Behind the Storm Troops would come the Battle Groups, specially trained to reduce strong-points which had been left unsubdued, followed by the mass of the infantry divisions, which would eliminate the last pockets of resistance and secure the captured ground. The whole system resembled a gigantic snake in that once the tail had caught up, the head would shoot off again.

Overhead flew the Schlachtstaffeln (Battle Flights), more specialists who concentrated on ground strafing enemy troops in the immediate path of the Storm Troopers. Generally the Schlachtstaffeln, consisting of up to six Hannover or Halberstadt machines, attacked from a height of about 200 feet, sometimes dropping bundles of grenades to supplement the fire of their guns.

Both the Royal Flying Corps and the German Imperial Air Service had begun ground strafing in mid-1917. The RFC did not, however, believe it necessary to form special units for the work, which was considered to be an extension of normal squadron duties, and employed a variety of machines of which the best remembered is the famous Sopwith Camel. The British produced the better results by flying at ground level, there being several recorded instances of German soldiers being knocked flat by the wheels of British aircraft. The moral effect was considerable, provoking bitter complaint from the Storm Troops that the Schlachtstaffeln were not doing their job properly. An enjoyable diversion for the British pilots was the pursuit of motor-cycle despatch riders and staff cars – not quite the trivial occupation it sounds, since the undelivered message and the general prevented from exercise command can both contribute to the failure of an operation already plagued by difficulties. The French formed a large organization for heavy local ground support, the Division Aerienne, which could be moved about the front as required.

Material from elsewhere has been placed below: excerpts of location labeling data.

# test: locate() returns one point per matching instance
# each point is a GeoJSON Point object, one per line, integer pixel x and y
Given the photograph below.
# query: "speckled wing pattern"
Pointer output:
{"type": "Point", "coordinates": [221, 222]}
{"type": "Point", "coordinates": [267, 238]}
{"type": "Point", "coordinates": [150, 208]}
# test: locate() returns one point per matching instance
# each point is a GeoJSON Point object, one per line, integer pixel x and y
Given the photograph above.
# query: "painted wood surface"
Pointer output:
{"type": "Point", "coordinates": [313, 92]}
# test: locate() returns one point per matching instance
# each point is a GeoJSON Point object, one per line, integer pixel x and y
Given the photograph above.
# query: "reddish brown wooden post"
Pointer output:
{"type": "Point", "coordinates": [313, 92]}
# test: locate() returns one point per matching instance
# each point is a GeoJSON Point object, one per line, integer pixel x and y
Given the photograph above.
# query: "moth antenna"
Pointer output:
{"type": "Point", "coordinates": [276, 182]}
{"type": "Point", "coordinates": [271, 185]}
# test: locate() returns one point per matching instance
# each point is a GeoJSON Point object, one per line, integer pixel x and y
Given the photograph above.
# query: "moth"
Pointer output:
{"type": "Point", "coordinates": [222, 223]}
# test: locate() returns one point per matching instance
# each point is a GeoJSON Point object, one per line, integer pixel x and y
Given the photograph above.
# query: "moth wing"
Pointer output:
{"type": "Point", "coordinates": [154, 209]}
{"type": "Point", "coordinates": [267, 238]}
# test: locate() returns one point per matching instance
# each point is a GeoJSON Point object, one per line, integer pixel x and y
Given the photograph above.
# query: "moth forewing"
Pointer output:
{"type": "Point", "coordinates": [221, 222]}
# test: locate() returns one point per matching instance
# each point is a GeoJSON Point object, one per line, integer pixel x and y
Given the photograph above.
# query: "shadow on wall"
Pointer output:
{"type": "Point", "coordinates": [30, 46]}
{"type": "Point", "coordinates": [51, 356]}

In previous offensives along the Western Front it had been the practice of the higher command to commit its reserves against the strongest resistance encountered. The strategy of infiltration differed radically in that only successful penetrations were reinforced; in this way the merest trickle through a broken defence could become a flood and ultimately a torrent. Whereas offensives had until now burst like a wave against the rock of defence, the new system could be likened to an in-coming tide, probing insidiously into the channels between sandbanks, flowing round them yet still maintaining its advance against the shore, while behind came the great mass of water under which the sandbanks would ultimately vanish.

As 1917 drew to a close it appeared that of the two alternative forms of attack, only the German method produced lasting results. For General Erich von Ludendorff, effective commander of the German armies in the west, it seemed as though the New Year was to be one of great promise.